Ségolène Royal invente l’écologie de l’épate. Moins d’une semaine après avoir présenté sa loi sur la transition énergétique, nouvelle tenue de camouflage de la filière nucléaire, elle récidive en remplaçant l’écotaxe par un péage bidon sur quelques milliers de kilomètres d’autoroute.
D’ores et déjà, on sait que ce prélèvement rabougri ne sera qu’un leurre. Il ne permettra pas de financer la politique de mobilité dont le ferroutage est l’axe central. Le « péage de transit » pour les poids lourds prévu par le gouvernement pour remplacer l’écotaxe, rapportera « 500 millions » d’euros par an, soit environ deux fois moins que le dispositif initial, qui aurait dû rapporter 1,15 milliard d’euros par an.
Des dizaines de projets de transports urbains et de modes de transports alternatifs devront être revus à la baisse ou disparaîtront faute de financement pérenne. Cela concerne 120 projets, comme des lignes de tramway à Marseille, Strasbourg ou Nantes, mais aussi deux lignes de métro (en banlieue lyonnaise et à Toulouse) ou encore des lignes de bus à Lille, Annecy, Laval... Mais aussi des funiculaires ou des téléphériques urbains, comme celui de Brest, et des navettes fluviales, pour le moment au point mort et qui, parfois, attendent déjà depuis plus de dix ans. Quel gâchis !

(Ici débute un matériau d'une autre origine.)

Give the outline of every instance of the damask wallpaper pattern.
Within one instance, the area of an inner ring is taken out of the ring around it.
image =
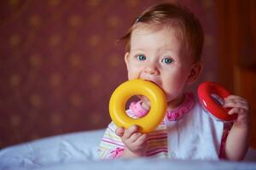
[[[0,148],[105,128],[108,99],[126,80],[122,37],[158,0],[0,2]],[[204,72],[217,81],[215,3],[182,0],[206,34]],[[196,84],[194,88],[195,88]]]

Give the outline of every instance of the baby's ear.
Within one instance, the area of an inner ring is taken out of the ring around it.
[[[201,70],[203,68],[203,65],[201,62],[196,62],[193,65],[190,71],[190,75],[188,77],[187,83],[192,84],[199,76]]]

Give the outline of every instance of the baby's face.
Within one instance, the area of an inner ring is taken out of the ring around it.
[[[175,29],[152,31],[137,28],[131,34],[131,50],[125,54],[128,78],[154,82],[168,101],[182,97],[193,65],[192,57],[177,38]]]

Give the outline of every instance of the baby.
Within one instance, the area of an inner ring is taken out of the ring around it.
[[[237,114],[233,122],[212,118],[196,98],[184,91],[201,69],[203,31],[186,8],[163,3],[146,9],[123,37],[128,79],[143,79],[160,87],[167,98],[163,122],[149,133],[136,125],[125,129],[111,122],[99,146],[102,159],[140,156],[177,159],[242,160],[247,150],[248,105],[230,95],[223,107]],[[131,104],[126,113],[140,118],[150,109],[145,96]]]

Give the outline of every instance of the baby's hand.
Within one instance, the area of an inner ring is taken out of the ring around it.
[[[144,156],[148,148],[147,134],[138,132],[138,127],[134,125],[127,129],[118,128],[115,133],[121,137],[125,148],[123,155],[127,157]]]
[[[248,105],[245,99],[230,95],[224,99],[224,108],[231,108],[230,115],[237,114],[236,120],[234,121],[234,126],[237,128],[247,128],[248,126]]]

La ministre de l’Ecologie « positive » jongle avec les mots mais, dans les faits, à chaque fois, elle cède devant les lobbies. Ici EDF et AREVA, là les transporteurs routiers ou l’agro-alimentaire breton. Cette politique a une réalité : le renoncement d’un projet cohérent de transformation écologique du pays. Ségolène Royal fait de l’écologie, un storytelling habile. Son scénario est le suivant : « Trop longtemps, l’écologie préemptée par les Verts et les ONG s’est présentée comme une écologie punitive, taxant les plus faibles et stigmatisant les professionnels et les entreprises, bloquant la compétitivité et le progrès. Moi, je veux la rendre désirable, chatoyante. Cette écologie positive, je lui enlève tous les désagréments. Avec moi, plus de conflits, plus de polémiques stériles, je rassemble le pollueur et l’environnementaliste, le pro et l’anti-nucléaire, celui qui croyait aux OGM et celui qui n’y croyait pas. Le tout, autour de la croissance verte comme unique horizon ».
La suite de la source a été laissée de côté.